Brussels Jewish Museum (file)
Brussels Jewish Museum (file)Reuters

A year after a Muslim gunman murdered four people at the Jewish Museum in Brussels, Jews across Europe increasingly fear for their safety and warn they are on the frontline of an Islamist war against democracy itself.

Since the attack in the Belgian capital on May 24, 2014, Jews have been slain in jihadist attacks in Paris and Copenhagen. Jews were also murdered in a similar attack in the French city of Toulouse in 2012.

"The threat of jihadist attacks in Europe is not limited to the Jewish community," European Jewish Congress chief Moshe Kantor told AFP.

"Islamist extremists see European democracy and freedom as their primary enemy. However, Jews remain on the frontlines," he added.

Like EU and European government officials, Kantor voiced concern that Islamist terrorists trained in weapons use and hardened in battle would mount more attacks in Europe following their return from Middle East war zones.

Several thousand European nationals are feared to have joined jihadist groups in Syria and Iraq.

The four people killed in the Brussels attack were Israeli couple Emanuel and Miriam Riva, French volunteer Dominique Sabrier and museum receptionist Alexandre Sterns.

Six days after the Brussels attack, police in the southern French port city of Marseille arrested 29-year-old Frenchman Mehdi Nemmouche, who had gone to fight with jihadists in Syria.

Found with weapons similar to those seen on museum security cameras, Nemmouche was extradited to Belgium at the end of July.

While waiting for his trial, for which no date has been set, he has denied having carried out the attack.

'Difficult year'

"We have had a difficult year on the personal level," said Philippe Blondin, the director of the small museum in the picturesque Sablon neighborhood of Brussels.

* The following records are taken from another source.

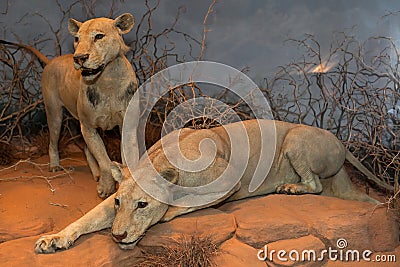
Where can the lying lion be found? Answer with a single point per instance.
(95, 85)
(303, 156)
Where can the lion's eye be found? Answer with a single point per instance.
(142, 205)
(98, 36)
(116, 202)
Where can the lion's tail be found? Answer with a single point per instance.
(356, 163)
(43, 60)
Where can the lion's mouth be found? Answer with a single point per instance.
(128, 245)
(86, 72)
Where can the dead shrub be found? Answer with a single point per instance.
(6, 154)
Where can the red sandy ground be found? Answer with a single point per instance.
(29, 205)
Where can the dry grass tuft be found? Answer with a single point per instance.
(187, 251)
(6, 154)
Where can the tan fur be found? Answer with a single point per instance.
(95, 85)
(303, 156)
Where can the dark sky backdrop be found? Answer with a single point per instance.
(244, 33)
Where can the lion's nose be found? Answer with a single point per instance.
(119, 238)
(80, 58)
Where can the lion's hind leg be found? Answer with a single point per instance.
(309, 181)
(340, 186)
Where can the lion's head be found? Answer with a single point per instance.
(97, 42)
(136, 211)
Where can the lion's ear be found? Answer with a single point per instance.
(171, 175)
(124, 23)
(73, 26)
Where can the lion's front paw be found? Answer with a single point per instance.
(290, 189)
(50, 243)
(55, 168)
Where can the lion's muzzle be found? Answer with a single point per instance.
(80, 59)
(119, 238)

The time when the museum was open without security measures "has unfortunately ended," Blondin told AFP.

Visitors now walk past two well-armed Belgian soldiers and then through airport-like metal detectors to enter the building.

The museum, which reopened four months after the shooting, will exceptionally be closed on Sunday, May 24, in a sign of mourning.

But the Coordination Committee of Belgium Jewish Organisations will stage a vigil outside its doors at 3 pm (1300 GMT).

"The day of the attack, I was devastated, but I couldn't part from the feeling that it was going to happen," said Joel Rubinfeld, the president of the Belgian League Against Anti-Semitism who rushed to the scene within 30 minutes.

Rubinfeld said he has observed a rise in anti-Semitic acts in the last 15 years, but he said Jews are not the only target of the Islamists.

"What they are spreading is hatred of Jews, homosexuals, women, free-masons. In brief, those who are different," Rubinfeld told AFP.

"They are in the process of testing democracy," said Rubinfeld, who has received death threats.

He said fear is beginning to drive members of the 40,000 Jewish community to leave Belgium, adding he knows three families who will leave for Israel over the summer.

'Fear and anxiety'

Viviane Teitelbaum, a Belgian politician, said she has also been the target of insults and intimidation.  

"Many Jews have started to raise questions, especially about the future of their children," Teitelbaum told AFP.

"It's sad when families leave because they no longer feel safe in the country that welcomed their parents," she added.

Israeli Prime Minister Binyamin Netanyahu invited Jews to Israel both following the February Copenhagen shooting in which an unarmed Jewish security guard was killed at a synagogue and following the January Paris attacks in which four Jews were killed at a kosher supermarket in tandem with the Charlie Hebdo attacks.

In Copenhagen, a filmmaker and security guard were killed in attacks on a cultural center and synagogue.

European Commission First Vice President Frans Timmermans has said the EU faces a "huge challenge" to reassure Jews about their future on the continent.  

Kantor said fear of anti-Semitic acts was leading to an "exodus" from Europe but he gave no figures.

"It is clear from statistics and the feeling on the ground that the situation for the Jews of Europe hasn't been as bad since the end of the Holocaust," Kantor said.  

"I have never heard and felt the fear and anxiety in so many parts of Europe as I do today," he added.